In 1911 he was invited by to teach Russian language and literature at Smolny Institute, and in 1913, at Higher Women Courses at Moscow Alexander Institute, where he read lectures about methodology of Russian language and introduction to linguistics.

In 1919 he was elected Director of the Teacher's Institute in Krasnodar and took part in its reorganization into a pedagogical institute.

From 1920 onwards he worked at the Don Pedagogical Institute in Novocherkassk, where he was Dean of the Literary and Historical Faculty. In the spring of 1925 he started working at Rostov State University, where he read a course of Russian language (scientific grammar course), dialectology and methodology of Russian language. In 1928 he became a member of the Dialectological Commission of the USSR Academy of Sciences.

In 1930 he became a Professor.
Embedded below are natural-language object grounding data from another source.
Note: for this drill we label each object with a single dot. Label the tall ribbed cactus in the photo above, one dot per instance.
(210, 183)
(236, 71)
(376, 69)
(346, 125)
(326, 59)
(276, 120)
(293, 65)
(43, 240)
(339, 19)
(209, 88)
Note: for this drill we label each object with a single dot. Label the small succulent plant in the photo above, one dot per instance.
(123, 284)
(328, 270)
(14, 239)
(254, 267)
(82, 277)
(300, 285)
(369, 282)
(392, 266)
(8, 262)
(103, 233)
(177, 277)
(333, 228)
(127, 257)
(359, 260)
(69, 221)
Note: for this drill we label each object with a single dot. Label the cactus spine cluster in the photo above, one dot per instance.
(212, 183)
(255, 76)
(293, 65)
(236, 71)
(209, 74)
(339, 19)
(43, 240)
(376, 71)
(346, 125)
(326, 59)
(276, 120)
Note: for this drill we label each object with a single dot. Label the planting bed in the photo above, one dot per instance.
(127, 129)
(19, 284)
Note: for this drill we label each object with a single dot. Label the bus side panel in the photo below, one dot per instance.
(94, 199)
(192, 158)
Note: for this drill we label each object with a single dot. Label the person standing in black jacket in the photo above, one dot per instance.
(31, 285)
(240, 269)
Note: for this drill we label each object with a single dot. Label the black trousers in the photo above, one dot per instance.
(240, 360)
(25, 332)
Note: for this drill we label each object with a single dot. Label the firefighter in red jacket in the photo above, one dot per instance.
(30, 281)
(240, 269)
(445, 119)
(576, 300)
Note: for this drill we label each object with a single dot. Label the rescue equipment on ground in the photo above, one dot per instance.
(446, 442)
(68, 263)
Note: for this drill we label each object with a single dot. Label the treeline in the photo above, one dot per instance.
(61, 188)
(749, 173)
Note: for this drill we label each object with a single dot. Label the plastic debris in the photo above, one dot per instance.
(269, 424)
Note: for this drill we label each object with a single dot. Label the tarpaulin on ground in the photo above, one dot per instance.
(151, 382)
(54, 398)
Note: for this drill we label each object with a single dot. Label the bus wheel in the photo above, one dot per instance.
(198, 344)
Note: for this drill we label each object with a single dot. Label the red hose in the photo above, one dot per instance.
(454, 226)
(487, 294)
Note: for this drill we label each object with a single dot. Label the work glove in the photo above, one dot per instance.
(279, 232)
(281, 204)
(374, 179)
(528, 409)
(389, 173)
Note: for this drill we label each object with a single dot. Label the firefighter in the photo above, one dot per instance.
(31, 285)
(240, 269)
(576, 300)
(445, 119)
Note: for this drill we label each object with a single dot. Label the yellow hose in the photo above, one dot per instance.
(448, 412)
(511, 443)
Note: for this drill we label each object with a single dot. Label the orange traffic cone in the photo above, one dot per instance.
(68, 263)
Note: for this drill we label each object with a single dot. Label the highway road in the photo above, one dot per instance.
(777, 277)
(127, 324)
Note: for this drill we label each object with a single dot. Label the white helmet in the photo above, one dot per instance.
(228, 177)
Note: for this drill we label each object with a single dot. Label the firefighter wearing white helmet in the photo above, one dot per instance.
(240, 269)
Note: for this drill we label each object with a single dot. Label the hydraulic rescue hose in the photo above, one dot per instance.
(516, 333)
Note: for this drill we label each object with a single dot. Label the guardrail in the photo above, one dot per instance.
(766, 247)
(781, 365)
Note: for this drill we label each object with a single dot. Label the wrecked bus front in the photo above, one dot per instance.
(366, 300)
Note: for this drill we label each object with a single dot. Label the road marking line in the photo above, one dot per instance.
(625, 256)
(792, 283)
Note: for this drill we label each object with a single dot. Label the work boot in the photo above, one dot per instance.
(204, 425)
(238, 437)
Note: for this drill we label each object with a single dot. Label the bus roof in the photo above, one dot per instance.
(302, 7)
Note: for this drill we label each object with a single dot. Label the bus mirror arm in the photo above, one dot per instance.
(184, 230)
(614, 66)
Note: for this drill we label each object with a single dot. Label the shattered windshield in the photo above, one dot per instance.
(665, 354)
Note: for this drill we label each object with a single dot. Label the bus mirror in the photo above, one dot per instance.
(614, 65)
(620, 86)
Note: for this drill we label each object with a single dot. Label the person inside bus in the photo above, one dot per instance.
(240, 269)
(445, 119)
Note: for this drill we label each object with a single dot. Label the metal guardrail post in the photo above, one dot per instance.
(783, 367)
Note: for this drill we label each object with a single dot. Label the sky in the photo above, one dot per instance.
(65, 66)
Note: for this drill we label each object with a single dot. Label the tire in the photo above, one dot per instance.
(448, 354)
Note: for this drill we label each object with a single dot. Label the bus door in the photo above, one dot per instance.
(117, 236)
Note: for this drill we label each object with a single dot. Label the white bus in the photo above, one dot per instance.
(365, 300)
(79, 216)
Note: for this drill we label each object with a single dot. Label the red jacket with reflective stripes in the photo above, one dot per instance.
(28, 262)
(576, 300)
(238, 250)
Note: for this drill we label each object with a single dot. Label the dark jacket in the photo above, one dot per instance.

From 1929 to 1931 he was the Head of the Department of Russian linguistics at Perm University. It is known that in 1931 he was also the Head of the Literary Department of the University.

Since 1931 he was the Dean of the Literary Faculty of Perm Pedagogical Institute.

From 1941 to 1945, he was in charge of the Department of Russian language at the Central Asian University, in from 1947 to 1949 he worked at Yaroslavl Pedagogical Institute.

In 1943 he defended his doctoral thesis "Category of the grammatical gender in Russian language".

From 1949 to 1961 he was the Head of the Department of Russian Language and General Linguistics at Gorky University.